Le livre blanc pour l’université et la recherche préconise d’investir 10 milliards d’euros en dix ans
Le livre blanc pour l’université et la recherche préconise d’investir 10 milliards d’euros en dix ans
Par Camille Stromboni
Un tel investissement permettrait une croissance de dix points du PIB et la protection de 400 000 emplois face au risque de chômage et d’inactivité, selon cette feuille de route portée par le gouvernement.

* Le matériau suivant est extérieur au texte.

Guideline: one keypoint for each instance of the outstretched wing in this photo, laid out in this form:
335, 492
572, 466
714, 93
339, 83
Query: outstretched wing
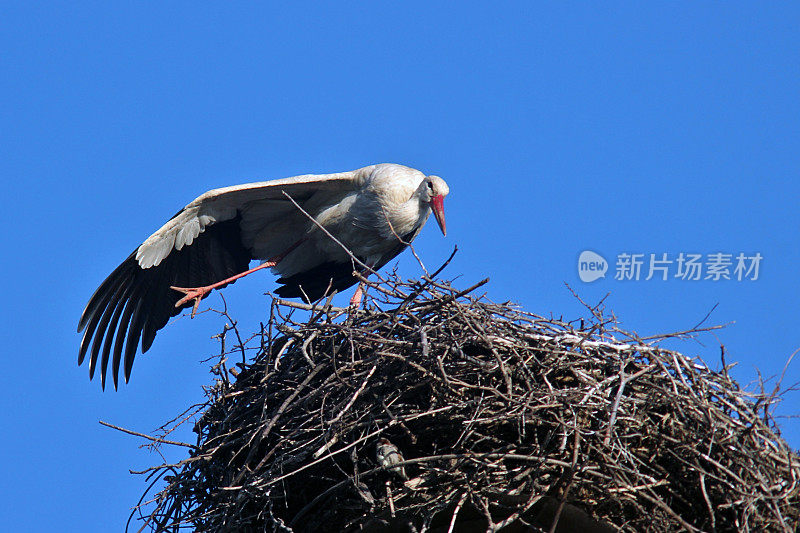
209, 240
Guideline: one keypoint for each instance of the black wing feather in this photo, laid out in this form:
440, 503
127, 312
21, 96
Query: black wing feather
133, 303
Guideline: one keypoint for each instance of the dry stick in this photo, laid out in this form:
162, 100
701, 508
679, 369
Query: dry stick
570, 476
328, 233
355, 396
148, 437
455, 512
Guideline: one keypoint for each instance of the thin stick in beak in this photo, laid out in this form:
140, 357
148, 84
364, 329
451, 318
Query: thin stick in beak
437, 205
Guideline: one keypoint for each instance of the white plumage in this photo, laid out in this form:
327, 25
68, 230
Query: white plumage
211, 241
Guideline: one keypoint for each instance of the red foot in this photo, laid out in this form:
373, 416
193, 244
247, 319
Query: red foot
355, 301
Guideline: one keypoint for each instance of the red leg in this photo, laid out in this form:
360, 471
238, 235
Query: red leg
198, 293
355, 301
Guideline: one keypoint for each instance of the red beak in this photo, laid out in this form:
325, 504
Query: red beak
437, 205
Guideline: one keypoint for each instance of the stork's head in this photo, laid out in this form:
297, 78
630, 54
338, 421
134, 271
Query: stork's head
432, 191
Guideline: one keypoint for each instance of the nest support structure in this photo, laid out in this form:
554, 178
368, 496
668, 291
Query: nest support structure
503, 420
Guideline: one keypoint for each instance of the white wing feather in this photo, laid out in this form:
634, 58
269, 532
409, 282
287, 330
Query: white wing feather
263, 206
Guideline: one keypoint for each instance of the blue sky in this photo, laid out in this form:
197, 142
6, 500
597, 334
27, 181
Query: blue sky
560, 127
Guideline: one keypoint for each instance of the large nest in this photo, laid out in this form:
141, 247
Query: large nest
505, 419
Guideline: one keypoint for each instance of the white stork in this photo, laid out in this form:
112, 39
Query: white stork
374, 212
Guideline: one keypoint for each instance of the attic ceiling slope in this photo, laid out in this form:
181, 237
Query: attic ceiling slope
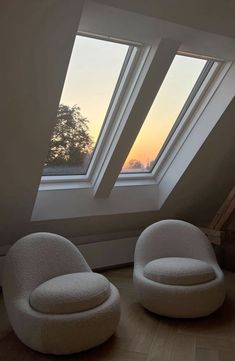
209, 15
37, 38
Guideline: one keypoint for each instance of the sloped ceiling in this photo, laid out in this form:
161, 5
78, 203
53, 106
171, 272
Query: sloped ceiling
36, 43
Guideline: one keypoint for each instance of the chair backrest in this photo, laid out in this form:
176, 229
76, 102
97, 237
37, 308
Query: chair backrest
173, 238
37, 258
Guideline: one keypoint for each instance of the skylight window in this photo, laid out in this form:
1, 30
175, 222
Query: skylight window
176, 88
93, 73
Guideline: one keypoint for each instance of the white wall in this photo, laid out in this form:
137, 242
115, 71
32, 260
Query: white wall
36, 40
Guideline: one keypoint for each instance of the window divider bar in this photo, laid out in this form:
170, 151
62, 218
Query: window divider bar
147, 86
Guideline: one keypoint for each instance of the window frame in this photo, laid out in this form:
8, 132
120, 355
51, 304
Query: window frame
135, 54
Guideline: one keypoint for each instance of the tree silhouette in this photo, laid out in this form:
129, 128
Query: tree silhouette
135, 164
70, 142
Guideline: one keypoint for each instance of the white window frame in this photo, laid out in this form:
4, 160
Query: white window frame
74, 196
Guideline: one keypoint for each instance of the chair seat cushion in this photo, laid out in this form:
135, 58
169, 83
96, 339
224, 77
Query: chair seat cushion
70, 293
179, 271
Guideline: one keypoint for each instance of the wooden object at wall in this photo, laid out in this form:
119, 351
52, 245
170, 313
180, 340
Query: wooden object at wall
215, 231
224, 212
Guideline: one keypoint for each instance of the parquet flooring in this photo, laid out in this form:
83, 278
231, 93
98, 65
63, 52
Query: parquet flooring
142, 336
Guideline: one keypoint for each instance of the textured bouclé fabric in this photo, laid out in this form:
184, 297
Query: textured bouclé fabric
156, 284
49, 310
179, 271
70, 293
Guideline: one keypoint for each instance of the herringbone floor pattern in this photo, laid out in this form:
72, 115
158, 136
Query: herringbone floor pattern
142, 336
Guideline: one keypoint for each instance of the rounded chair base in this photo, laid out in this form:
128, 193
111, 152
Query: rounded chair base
179, 301
68, 333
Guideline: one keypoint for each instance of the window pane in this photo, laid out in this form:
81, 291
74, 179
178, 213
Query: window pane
93, 72
176, 88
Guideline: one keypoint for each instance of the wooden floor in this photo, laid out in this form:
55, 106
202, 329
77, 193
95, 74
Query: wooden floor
142, 336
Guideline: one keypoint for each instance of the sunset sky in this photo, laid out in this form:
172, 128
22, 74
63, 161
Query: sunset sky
91, 78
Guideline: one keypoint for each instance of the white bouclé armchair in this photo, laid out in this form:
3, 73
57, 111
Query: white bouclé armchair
176, 273
55, 303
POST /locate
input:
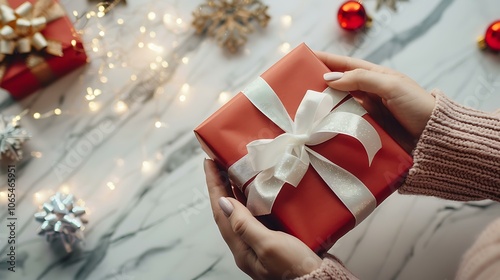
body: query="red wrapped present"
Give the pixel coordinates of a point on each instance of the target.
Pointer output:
(309, 159)
(38, 45)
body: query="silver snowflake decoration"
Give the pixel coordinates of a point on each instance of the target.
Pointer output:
(62, 220)
(12, 136)
(230, 21)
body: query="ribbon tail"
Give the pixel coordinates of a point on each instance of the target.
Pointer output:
(262, 193)
(350, 190)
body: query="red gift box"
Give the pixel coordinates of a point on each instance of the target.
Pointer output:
(20, 80)
(311, 211)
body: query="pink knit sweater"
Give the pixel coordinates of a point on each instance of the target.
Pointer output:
(457, 157)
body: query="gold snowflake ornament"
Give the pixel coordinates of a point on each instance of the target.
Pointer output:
(230, 21)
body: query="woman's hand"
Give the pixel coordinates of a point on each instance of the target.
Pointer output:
(259, 252)
(381, 91)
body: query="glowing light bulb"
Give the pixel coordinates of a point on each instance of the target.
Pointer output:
(286, 20)
(146, 166)
(224, 97)
(93, 106)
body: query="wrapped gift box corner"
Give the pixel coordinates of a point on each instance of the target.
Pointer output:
(311, 211)
(20, 81)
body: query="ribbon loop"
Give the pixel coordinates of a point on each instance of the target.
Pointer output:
(286, 158)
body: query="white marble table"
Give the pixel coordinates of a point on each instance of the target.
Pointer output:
(141, 175)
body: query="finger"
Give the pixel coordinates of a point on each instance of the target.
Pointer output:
(246, 226)
(345, 63)
(383, 85)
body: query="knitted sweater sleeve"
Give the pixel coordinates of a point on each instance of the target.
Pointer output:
(458, 154)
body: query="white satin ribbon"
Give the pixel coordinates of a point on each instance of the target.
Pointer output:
(286, 158)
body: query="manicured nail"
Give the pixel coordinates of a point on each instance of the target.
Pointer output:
(226, 206)
(332, 76)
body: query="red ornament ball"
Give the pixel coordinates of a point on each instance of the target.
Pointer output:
(492, 36)
(352, 16)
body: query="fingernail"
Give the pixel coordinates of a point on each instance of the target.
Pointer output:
(332, 76)
(226, 206)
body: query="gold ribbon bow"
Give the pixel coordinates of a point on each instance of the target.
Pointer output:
(21, 29)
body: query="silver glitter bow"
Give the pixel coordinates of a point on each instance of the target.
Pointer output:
(12, 136)
(62, 220)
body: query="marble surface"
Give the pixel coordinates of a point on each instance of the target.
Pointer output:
(131, 156)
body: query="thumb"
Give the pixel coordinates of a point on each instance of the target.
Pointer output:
(381, 84)
(243, 223)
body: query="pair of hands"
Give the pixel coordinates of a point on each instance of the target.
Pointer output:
(398, 103)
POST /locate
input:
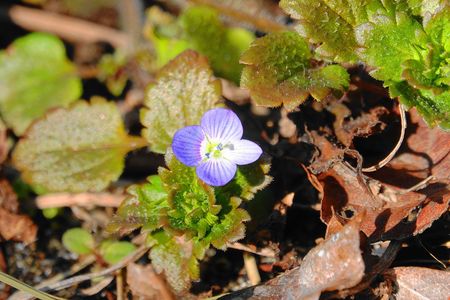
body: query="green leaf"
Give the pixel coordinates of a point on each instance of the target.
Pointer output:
(113, 252)
(78, 240)
(111, 70)
(184, 216)
(223, 46)
(424, 7)
(78, 149)
(192, 203)
(142, 208)
(174, 256)
(35, 75)
(401, 37)
(279, 71)
(184, 90)
(330, 24)
(435, 109)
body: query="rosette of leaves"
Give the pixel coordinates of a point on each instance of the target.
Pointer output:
(405, 44)
(81, 148)
(199, 28)
(279, 70)
(184, 217)
(184, 91)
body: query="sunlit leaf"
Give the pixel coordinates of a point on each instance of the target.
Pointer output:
(78, 240)
(223, 46)
(74, 150)
(184, 90)
(142, 208)
(35, 75)
(279, 71)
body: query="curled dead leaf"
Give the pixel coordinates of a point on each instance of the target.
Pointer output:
(12, 225)
(145, 284)
(415, 283)
(335, 264)
(397, 211)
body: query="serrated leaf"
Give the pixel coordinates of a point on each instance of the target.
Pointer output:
(174, 256)
(78, 149)
(198, 28)
(330, 24)
(435, 109)
(142, 208)
(185, 89)
(424, 7)
(78, 240)
(35, 75)
(400, 37)
(113, 252)
(279, 71)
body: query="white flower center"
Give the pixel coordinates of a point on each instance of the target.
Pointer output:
(211, 149)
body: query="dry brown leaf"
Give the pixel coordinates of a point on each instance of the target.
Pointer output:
(328, 153)
(335, 264)
(415, 283)
(395, 212)
(4, 147)
(145, 284)
(399, 215)
(8, 198)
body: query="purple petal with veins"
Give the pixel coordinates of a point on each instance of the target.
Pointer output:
(216, 172)
(222, 125)
(186, 145)
(242, 152)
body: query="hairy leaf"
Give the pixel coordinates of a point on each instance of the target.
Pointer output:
(279, 71)
(74, 150)
(409, 53)
(223, 46)
(184, 91)
(78, 240)
(400, 37)
(175, 257)
(198, 28)
(142, 208)
(35, 75)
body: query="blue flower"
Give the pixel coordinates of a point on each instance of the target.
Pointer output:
(215, 147)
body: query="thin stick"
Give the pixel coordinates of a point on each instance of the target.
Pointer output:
(80, 278)
(119, 285)
(69, 28)
(388, 158)
(77, 279)
(17, 284)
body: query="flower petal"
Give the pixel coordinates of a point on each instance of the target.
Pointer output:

L’Université Paris 1 (centre Pierre Mendès-France, Tolbiac). | CAMILLE STROMBONI/CC BY-ND 2.0
Dix milliards d’euros d’investissement dans les dix prochaines années : c’est la ligne tracée par le livre blanc de l’enseignement supérieur et de la recherche, remis mardi 31 janvier à Thierry Mandon, le secrétaire d’Etat à l’enseignement supérieur et à la recherche. Le pavé de 200 pages réalise la synthèse et l’articulation des différentes stratégies nationales élaborées sous le quinquennat de François Hollande dans le secteur – enseignement supérieur, recherche, infrastructures de recherche et culture scientifique, technique et industrielle.
Avec désormais un chiffrage des moyens et une programmation budgétaire détaillée pour les trois prochaines années, ainsi qu’une évaluation de l’impact de ces mesures sur l’emploi et la croissance. Prévu par la loi « Fioraso » de 2013, ce document prospectif doit être transmis par le gouvernement au Parlement.
Une première rallonge jugée insuffisante
Une feuille de route ambitieuse, portée par Thierry Mandon, qui arrive cependant en toute fin de mandat, prête à échoir sur le bureau… du prochain locataire de l’Elysée. « Nous avons déjà engagé ce processus de réinvestissement », tient à souligner le secrétaire d’Etat, en référence aux 800 millions d’euros supplémentaires du dernier budget de l’enseignement supérieur et de la recherche. Une rallonge jugée néanmoins très insuffisante au sein de la communauté universitaire, alors que chaque année depuis trois ans, ce sont 30 000 nouveaux étudiants qui rejoignent les bancs de l’université.
Il est temps de « refonder le pacte de l’enseignement supérieur et de la recherche avec le pays », souligne le livre blanc, rédigé par un comité de parlementaires, universitaires, présidé par l’universitaire Bertrand Monthubert. Ces 10 milliards permettront d’atteindre un investissement de 3 % du PIB dans la recherche et le développement (contre 2,23 % actuellement) et de 2 % dans l’enseignement supérieur (contre 1,4 % en moyenne) d’ici dix ans.
Boom démographique et meilleure qualification
L’effort le plus important porte sur l’enseignement supérieur : dans les trois ans qui viennent, sur les 4 à 5 milliards d’euros prévus, entre 1,5 et 3 milliards devront être mis sur la table pour répondre au boom démographique mais aussi remplir l’objectif d’élévation du niveau de qualification, en portant 60 % d’une classe d’âge à un diplôme de l’enseignement supérieur. Environ 370 000 étudiants de plus sont ainsi à prévoir dans les quatre prochaines années, d’après les projections du livre blanc.
Une élévation des qualifications indispensable à l’heure d’un marché du travail en pleine mutation : « Le phénomène de polarisation du marché de l’emploi, observé aux Etats-Unis notamment, se traduit par la disparition de nombreux métiers correspondant à un niveau de qualification intermédiaire, au profit d’un pôle de métiers hautement qualifiés d’une part, et d’un pôle de métiers peu qualifiés mais également peu automatisables », souligne le rapport.
Rentable pour la croissance et l’emploi
Cette dépense sera en outre plus que rentable en termes de croissance et d’emplois, d’après l’enquête réalisée spécialement par l’Observatoire français des conjonctures économiques (OFCE), annexée au livre blanc. Cet effort conjugué d’accroissement des qualifications et de dépenses de recherche et développement engendrerait un taux de croissance du PIB de dix points – soit 220 milliards d’euros – à l’horizon 2047. Quant à l’emploi, l’OFCE évalue à 400 000 le nombre de personnes qui deviendront ainsi protégées du risque d’« inemployabilité » – c’est-à-dire de l’inactivité ou du chômage – dû à la robotisation des processus productifs et au développement de l’intelligence artificielle.
« Nous évaluons pour la première fois clairement l’impact et l’intérêt macroéconomique de cet investissement », souligne Thierry Mandon, qui a l’espoir de remettre le sujet « au cœur de la campagne présidentielle ». « Dans le débat politique actuel, la question du travail a pris une place extrêmement importante et ce livre blanc montre que l’enseignement supérieur et la recherche sont incontournables pour construire un pays capable d’assurer un avenir à chacun », insiste de son côté Bertrand Monthubert.